Kenaikan baru terjadi di tahun 2017 dengan laba 1,1 triliun dan menurun lagi di 2018 hingga merugi 2,4 triliun.
Pada tahun inilah Indosat mengumumkan PHK pada 677 karyawannya.
Kerugian terus bergulir dengan hadirnya pandemi Covid-19. Tercatat Indosat telah merugi sebesar 716,72 miliar dibandingkan tahun sebelumnya.
Indosat Merger dengan Tri Indonesia
Pada 4 Januari 2022, Indosat melakukan merger dengan Tri Indonesia yang membuat namanya menjadi PT Indosat Ooredoo Hutchison.

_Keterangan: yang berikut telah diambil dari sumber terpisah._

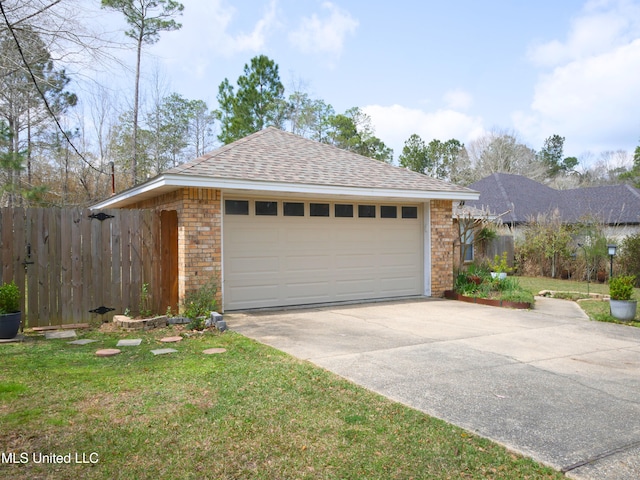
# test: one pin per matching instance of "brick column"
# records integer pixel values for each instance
(442, 237)
(199, 240)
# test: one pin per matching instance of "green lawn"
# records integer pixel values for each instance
(596, 309)
(251, 412)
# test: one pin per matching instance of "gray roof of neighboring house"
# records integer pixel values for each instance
(273, 155)
(524, 198)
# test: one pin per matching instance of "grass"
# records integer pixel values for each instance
(596, 309)
(252, 412)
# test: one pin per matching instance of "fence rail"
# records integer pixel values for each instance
(78, 265)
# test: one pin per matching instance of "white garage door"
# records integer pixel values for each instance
(295, 252)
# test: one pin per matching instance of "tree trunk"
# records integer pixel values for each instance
(134, 158)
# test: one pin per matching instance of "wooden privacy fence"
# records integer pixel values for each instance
(78, 265)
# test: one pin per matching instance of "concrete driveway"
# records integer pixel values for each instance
(547, 383)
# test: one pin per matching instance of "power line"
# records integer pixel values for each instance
(40, 92)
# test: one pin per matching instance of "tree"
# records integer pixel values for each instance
(258, 103)
(32, 94)
(414, 154)
(503, 152)
(633, 175)
(147, 18)
(551, 156)
(353, 131)
(201, 124)
(437, 159)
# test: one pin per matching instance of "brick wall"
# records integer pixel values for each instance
(442, 237)
(199, 235)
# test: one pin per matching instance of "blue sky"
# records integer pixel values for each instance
(454, 69)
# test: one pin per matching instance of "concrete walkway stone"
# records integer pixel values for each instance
(163, 351)
(107, 352)
(171, 339)
(57, 334)
(213, 351)
(83, 341)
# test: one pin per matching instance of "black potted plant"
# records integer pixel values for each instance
(10, 315)
(621, 293)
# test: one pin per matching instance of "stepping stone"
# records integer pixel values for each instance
(212, 351)
(60, 334)
(163, 351)
(84, 341)
(107, 352)
(171, 339)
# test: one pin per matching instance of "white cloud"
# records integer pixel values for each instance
(395, 124)
(592, 94)
(208, 30)
(602, 26)
(324, 35)
(458, 99)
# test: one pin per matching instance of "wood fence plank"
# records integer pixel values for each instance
(66, 258)
(19, 255)
(146, 223)
(125, 259)
(87, 287)
(169, 258)
(32, 284)
(6, 243)
(97, 267)
(54, 267)
(136, 261)
(105, 268)
(116, 264)
(42, 250)
(76, 267)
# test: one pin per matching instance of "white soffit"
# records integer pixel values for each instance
(169, 182)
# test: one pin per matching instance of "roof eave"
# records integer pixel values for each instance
(170, 182)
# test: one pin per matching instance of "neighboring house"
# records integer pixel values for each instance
(281, 220)
(517, 200)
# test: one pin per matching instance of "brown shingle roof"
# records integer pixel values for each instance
(272, 155)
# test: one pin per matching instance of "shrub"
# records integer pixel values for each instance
(621, 288)
(199, 303)
(629, 257)
(9, 298)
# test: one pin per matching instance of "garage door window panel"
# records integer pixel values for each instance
(293, 209)
(409, 212)
(367, 211)
(319, 209)
(388, 211)
(343, 211)
(236, 207)
(267, 208)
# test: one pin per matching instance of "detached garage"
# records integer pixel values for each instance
(281, 220)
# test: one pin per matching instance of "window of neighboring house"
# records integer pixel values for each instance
(267, 208)
(466, 240)
(293, 209)
(236, 207)
(343, 210)
(319, 209)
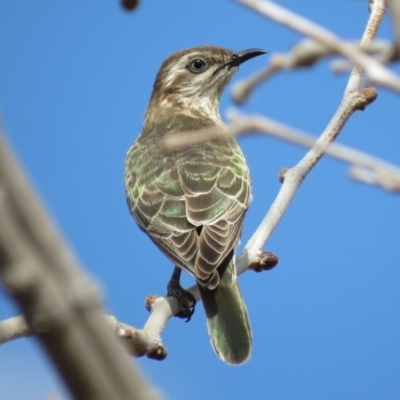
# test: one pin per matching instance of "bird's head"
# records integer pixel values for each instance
(191, 81)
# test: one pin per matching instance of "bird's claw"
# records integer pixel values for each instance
(185, 299)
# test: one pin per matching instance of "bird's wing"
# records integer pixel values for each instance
(157, 202)
(216, 183)
(191, 204)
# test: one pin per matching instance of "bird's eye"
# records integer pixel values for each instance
(197, 66)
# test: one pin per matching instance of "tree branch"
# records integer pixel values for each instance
(376, 72)
(61, 304)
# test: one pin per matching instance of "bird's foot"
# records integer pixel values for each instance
(185, 298)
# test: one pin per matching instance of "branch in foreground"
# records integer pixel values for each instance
(146, 341)
(377, 72)
(61, 304)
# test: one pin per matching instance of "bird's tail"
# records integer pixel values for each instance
(227, 318)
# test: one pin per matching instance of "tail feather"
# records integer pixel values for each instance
(227, 318)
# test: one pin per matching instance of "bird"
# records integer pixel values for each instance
(191, 202)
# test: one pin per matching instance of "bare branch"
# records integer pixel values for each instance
(60, 303)
(376, 71)
(305, 54)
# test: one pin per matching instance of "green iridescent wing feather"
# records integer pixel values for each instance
(172, 196)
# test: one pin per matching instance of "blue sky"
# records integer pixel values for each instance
(74, 84)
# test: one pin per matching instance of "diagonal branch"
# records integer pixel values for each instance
(61, 304)
(377, 72)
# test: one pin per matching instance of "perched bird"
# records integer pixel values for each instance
(192, 201)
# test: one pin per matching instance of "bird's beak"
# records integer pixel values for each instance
(244, 55)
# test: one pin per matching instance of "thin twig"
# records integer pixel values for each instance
(376, 72)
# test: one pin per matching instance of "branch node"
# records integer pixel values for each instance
(282, 173)
(150, 299)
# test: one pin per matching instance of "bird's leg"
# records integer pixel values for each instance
(185, 298)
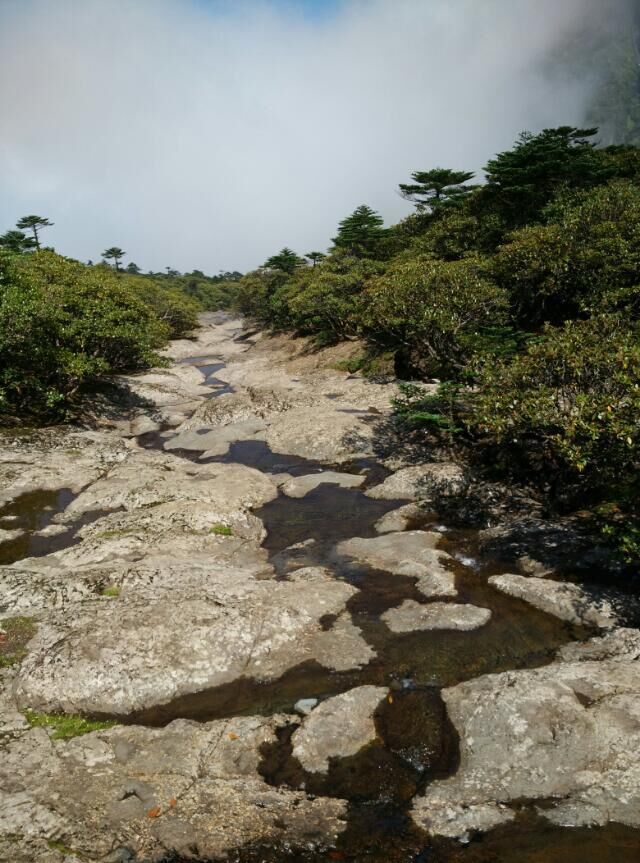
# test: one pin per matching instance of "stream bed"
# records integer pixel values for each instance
(416, 742)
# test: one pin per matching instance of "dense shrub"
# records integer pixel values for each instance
(62, 323)
(437, 314)
(587, 258)
(174, 308)
(569, 405)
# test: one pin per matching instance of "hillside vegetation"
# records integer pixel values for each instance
(521, 296)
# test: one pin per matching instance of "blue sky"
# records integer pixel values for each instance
(211, 133)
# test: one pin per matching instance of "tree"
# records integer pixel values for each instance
(522, 181)
(286, 260)
(315, 257)
(439, 187)
(34, 222)
(361, 234)
(17, 241)
(114, 253)
(436, 315)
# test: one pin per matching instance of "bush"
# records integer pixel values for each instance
(325, 300)
(61, 324)
(174, 308)
(568, 406)
(587, 259)
(437, 314)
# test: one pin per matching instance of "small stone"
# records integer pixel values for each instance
(305, 705)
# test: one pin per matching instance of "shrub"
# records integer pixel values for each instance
(437, 314)
(61, 324)
(568, 406)
(585, 260)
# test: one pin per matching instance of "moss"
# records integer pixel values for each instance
(221, 529)
(66, 726)
(16, 633)
(111, 534)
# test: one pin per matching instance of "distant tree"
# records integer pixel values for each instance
(34, 222)
(115, 254)
(522, 181)
(17, 241)
(286, 260)
(315, 257)
(361, 234)
(433, 189)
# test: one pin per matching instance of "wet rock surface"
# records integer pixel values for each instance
(411, 616)
(222, 545)
(338, 727)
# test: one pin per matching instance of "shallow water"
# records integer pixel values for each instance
(416, 743)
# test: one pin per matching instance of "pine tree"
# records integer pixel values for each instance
(361, 234)
(115, 254)
(439, 187)
(34, 222)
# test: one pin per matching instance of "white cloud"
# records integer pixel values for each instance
(199, 135)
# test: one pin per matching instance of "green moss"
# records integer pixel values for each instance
(111, 534)
(16, 633)
(66, 726)
(221, 529)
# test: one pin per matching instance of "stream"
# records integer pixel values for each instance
(416, 743)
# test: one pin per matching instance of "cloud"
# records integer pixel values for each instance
(196, 133)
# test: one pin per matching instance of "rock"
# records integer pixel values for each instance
(321, 432)
(143, 424)
(7, 536)
(337, 728)
(305, 705)
(562, 599)
(419, 482)
(167, 638)
(147, 478)
(299, 486)
(411, 553)
(216, 441)
(569, 731)
(154, 793)
(398, 519)
(411, 616)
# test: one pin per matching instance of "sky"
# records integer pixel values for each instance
(209, 134)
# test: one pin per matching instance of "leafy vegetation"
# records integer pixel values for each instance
(521, 295)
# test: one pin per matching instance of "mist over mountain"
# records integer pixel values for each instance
(204, 134)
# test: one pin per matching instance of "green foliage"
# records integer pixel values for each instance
(174, 308)
(17, 241)
(115, 254)
(34, 223)
(361, 234)
(325, 300)
(15, 633)
(435, 312)
(440, 187)
(66, 726)
(417, 408)
(587, 258)
(286, 260)
(568, 405)
(522, 181)
(62, 324)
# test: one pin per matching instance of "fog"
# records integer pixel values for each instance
(203, 134)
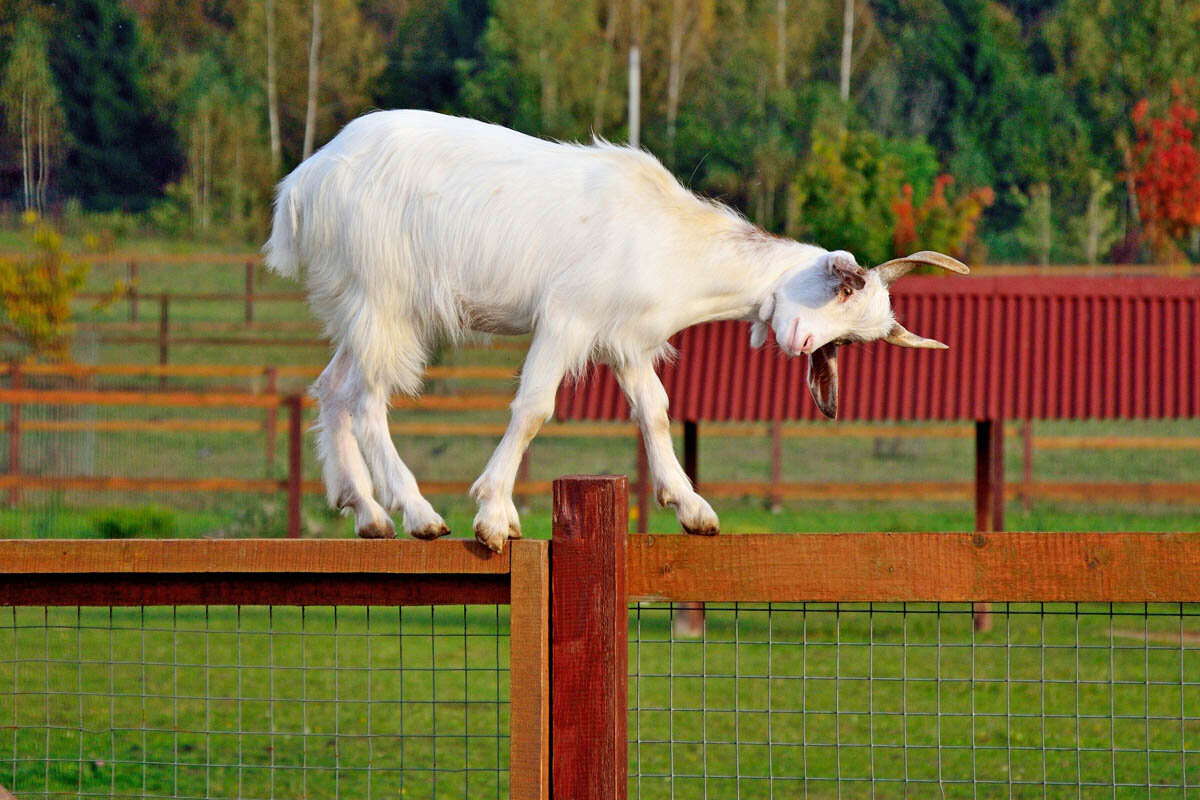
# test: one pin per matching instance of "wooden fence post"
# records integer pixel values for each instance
(250, 292)
(15, 434)
(132, 290)
(529, 667)
(273, 388)
(295, 462)
(589, 638)
(989, 492)
(689, 617)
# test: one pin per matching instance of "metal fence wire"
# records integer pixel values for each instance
(910, 701)
(255, 702)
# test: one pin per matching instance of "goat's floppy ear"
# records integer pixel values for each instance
(759, 330)
(846, 271)
(823, 379)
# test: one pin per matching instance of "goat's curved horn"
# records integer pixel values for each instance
(898, 268)
(903, 337)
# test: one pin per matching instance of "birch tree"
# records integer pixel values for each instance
(310, 124)
(31, 106)
(273, 90)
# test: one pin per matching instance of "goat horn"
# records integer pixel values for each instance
(903, 337)
(898, 268)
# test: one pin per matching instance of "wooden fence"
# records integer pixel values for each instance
(271, 402)
(571, 617)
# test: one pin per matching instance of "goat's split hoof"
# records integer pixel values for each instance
(491, 540)
(378, 530)
(431, 531)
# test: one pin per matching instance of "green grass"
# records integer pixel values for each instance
(253, 702)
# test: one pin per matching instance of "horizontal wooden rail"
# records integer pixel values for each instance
(232, 371)
(250, 555)
(201, 485)
(916, 567)
(313, 572)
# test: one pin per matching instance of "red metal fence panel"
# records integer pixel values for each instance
(1020, 348)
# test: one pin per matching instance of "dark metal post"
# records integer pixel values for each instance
(989, 492)
(295, 463)
(689, 617)
(15, 434)
(163, 334)
(132, 290)
(273, 388)
(250, 292)
(589, 638)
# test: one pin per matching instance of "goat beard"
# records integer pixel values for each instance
(823, 379)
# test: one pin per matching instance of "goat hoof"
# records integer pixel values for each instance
(378, 530)
(431, 531)
(491, 540)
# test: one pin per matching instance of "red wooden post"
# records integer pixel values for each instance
(643, 487)
(15, 435)
(133, 292)
(989, 492)
(777, 465)
(589, 638)
(273, 388)
(295, 463)
(250, 292)
(689, 618)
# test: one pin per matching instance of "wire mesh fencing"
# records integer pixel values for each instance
(255, 702)
(910, 701)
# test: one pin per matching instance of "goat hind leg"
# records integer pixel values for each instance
(347, 481)
(396, 483)
(648, 403)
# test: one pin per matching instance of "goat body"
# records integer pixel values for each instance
(414, 228)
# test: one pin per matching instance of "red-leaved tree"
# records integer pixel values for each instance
(1167, 175)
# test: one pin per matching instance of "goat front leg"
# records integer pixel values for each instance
(544, 367)
(648, 404)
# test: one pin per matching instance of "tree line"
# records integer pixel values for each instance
(1020, 130)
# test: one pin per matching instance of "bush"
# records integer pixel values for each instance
(144, 522)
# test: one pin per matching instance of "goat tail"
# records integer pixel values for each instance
(280, 251)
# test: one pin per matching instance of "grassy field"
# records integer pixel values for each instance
(282, 703)
(786, 701)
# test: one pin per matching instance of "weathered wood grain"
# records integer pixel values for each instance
(948, 567)
(250, 555)
(253, 589)
(529, 671)
(589, 638)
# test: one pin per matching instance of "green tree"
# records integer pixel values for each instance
(123, 152)
(30, 102)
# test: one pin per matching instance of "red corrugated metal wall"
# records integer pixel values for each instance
(1037, 348)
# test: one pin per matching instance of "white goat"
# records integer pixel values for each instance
(415, 227)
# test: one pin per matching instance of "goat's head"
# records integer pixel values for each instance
(834, 301)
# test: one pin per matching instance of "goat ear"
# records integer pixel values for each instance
(846, 271)
(759, 335)
(759, 330)
(823, 379)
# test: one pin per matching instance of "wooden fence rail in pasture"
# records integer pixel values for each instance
(293, 405)
(162, 576)
(832, 662)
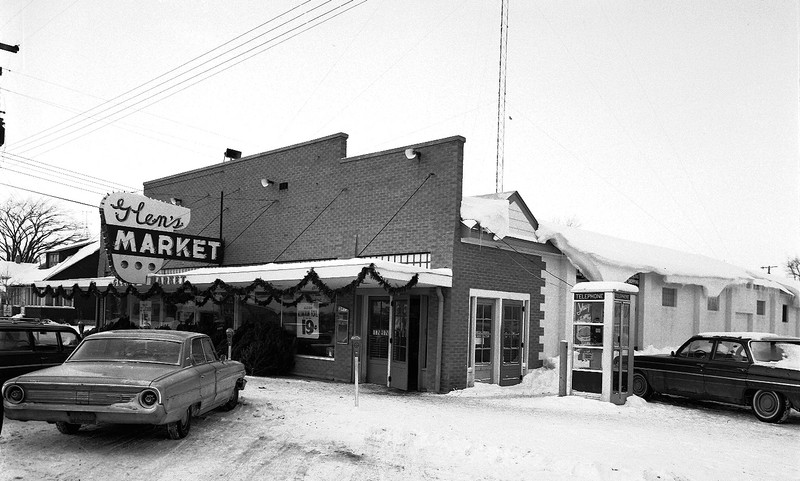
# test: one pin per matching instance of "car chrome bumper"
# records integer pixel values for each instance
(81, 414)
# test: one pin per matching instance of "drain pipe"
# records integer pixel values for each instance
(439, 330)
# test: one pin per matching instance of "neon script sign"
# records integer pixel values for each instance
(141, 233)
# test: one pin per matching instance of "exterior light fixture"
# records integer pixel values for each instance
(412, 154)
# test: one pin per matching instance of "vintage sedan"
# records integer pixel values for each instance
(750, 369)
(157, 377)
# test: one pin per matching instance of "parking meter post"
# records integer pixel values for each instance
(229, 333)
(356, 347)
(562, 368)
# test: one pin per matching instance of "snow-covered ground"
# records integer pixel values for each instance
(291, 428)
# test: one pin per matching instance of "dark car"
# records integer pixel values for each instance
(144, 376)
(30, 344)
(749, 369)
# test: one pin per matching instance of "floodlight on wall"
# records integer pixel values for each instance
(232, 154)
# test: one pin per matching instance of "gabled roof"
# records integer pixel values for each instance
(36, 275)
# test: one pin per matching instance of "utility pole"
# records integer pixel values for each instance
(12, 49)
(501, 97)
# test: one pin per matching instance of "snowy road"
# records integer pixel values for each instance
(293, 429)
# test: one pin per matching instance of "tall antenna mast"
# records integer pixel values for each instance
(501, 97)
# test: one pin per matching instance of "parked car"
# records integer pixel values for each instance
(156, 377)
(750, 369)
(29, 344)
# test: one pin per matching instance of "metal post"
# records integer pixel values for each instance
(562, 368)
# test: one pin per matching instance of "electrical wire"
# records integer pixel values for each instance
(26, 139)
(48, 195)
(41, 143)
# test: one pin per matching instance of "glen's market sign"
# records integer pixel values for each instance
(141, 234)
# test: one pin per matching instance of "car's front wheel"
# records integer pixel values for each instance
(770, 406)
(180, 428)
(67, 428)
(233, 401)
(641, 387)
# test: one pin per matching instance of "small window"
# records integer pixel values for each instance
(14, 341)
(197, 351)
(669, 297)
(697, 349)
(69, 340)
(730, 351)
(45, 340)
(208, 349)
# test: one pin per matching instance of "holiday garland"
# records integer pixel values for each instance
(219, 292)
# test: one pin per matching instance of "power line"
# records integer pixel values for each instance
(41, 142)
(49, 195)
(69, 173)
(208, 70)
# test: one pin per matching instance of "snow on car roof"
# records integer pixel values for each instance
(755, 336)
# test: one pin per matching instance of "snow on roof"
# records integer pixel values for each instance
(36, 275)
(10, 269)
(604, 258)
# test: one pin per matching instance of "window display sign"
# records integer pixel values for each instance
(141, 233)
(308, 320)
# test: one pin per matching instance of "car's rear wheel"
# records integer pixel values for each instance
(770, 406)
(67, 428)
(180, 428)
(641, 387)
(233, 401)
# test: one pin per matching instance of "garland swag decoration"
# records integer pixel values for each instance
(220, 292)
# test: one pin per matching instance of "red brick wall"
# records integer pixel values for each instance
(262, 225)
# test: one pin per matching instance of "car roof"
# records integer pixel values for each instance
(33, 324)
(146, 334)
(750, 336)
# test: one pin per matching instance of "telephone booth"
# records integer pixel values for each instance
(600, 348)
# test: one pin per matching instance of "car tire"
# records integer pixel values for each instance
(641, 387)
(770, 406)
(233, 401)
(180, 428)
(67, 428)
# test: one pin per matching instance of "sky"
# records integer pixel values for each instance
(670, 123)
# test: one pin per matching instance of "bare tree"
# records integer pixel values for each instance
(29, 228)
(793, 267)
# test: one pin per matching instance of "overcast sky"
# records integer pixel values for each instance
(672, 123)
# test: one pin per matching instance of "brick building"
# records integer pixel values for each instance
(473, 315)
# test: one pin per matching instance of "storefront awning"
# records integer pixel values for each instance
(335, 273)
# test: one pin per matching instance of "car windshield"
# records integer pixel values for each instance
(779, 353)
(128, 350)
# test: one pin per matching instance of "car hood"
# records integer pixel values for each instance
(100, 373)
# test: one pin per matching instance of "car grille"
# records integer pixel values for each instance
(80, 395)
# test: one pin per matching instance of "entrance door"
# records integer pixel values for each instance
(484, 321)
(511, 363)
(377, 339)
(400, 337)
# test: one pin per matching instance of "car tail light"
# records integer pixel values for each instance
(148, 398)
(15, 394)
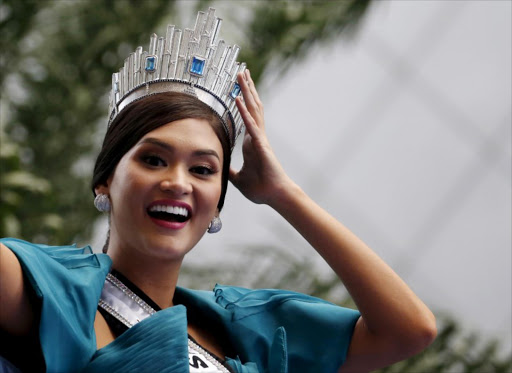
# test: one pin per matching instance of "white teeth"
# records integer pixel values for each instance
(170, 209)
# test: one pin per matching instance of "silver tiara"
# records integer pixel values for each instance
(192, 61)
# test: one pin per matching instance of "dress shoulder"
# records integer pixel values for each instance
(68, 280)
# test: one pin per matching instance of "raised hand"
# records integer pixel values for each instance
(261, 178)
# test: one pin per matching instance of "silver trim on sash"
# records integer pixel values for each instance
(122, 303)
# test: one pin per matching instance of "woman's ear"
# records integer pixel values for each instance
(101, 189)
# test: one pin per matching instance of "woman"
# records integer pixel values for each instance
(162, 176)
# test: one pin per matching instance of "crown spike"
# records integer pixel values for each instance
(193, 61)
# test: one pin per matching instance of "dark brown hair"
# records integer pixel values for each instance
(144, 116)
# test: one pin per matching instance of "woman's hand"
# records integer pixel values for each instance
(261, 178)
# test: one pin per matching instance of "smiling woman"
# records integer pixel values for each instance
(161, 176)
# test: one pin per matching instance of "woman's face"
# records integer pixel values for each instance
(164, 191)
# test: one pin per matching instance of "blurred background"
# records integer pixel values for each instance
(395, 116)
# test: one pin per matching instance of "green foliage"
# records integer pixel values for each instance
(453, 351)
(59, 57)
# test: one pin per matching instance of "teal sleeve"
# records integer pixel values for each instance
(284, 331)
(68, 280)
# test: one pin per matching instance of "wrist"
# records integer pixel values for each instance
(285, 195)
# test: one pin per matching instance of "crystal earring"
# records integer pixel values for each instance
(215, 225)
(102, 202)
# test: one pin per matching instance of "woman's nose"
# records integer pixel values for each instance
(176, 181)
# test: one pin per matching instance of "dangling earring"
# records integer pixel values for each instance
(215, 225)
(102, 202)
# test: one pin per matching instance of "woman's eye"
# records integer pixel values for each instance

Upaya merger ini diperhitungkan untuk bisa menghasilkan 42,78 triliun.
Selain itu merger ini juga menjadikan Indosat sebagai perusahaan telekomunikasi terbesar di dunia.
Harapan dari merger ini bukan hanya keuntungan tetapi juga efisiensi jaringan lebih meningkat sehingga pengguna pun diuntungkan.
Bagaimana tidak, Indosat akan memiliki jaringan 5G yang lebih bagus ditambah dengan keuangan yang kuat. Berdasarkan penggabungan ini maka ada pembagian sahamnya.
Indosat Ooredoo memilih saham sebesar 67,40% sedangkan Hutchison Tri sebesar 32,60%. Usai merger, base transceiver station (BTS) menjadi 159.918 unit.
Jumlah tersebut ada di peringkat kedua setelah PT Telkom Indonesia yang memiliki BTS sebanyak 231.172 unit.
Prospek ke depan setelah merger masih sangat besar, apakah Indosat akan menjadi operator seluler yang berhasil mengungguli Telkomsel? Kita tunggu saja.
Sekarang Anda tidak penasaran lagi bukan Indosat milik siapa? Pasalnya kepemilikan terus berubah dari masa ke masa mengingat banyak kepentingan politik.
Hingga saat ini pemerintah terus menggaungkan untuk membeli kembali Indosat.
Hal itu kerap muncul di setiap pemilu yang jadi materi saat kampanye.
Namun apakah ucapan tersebut hanya taktik kampanye saja atau dapat direalisasikan dalam waktu dekat.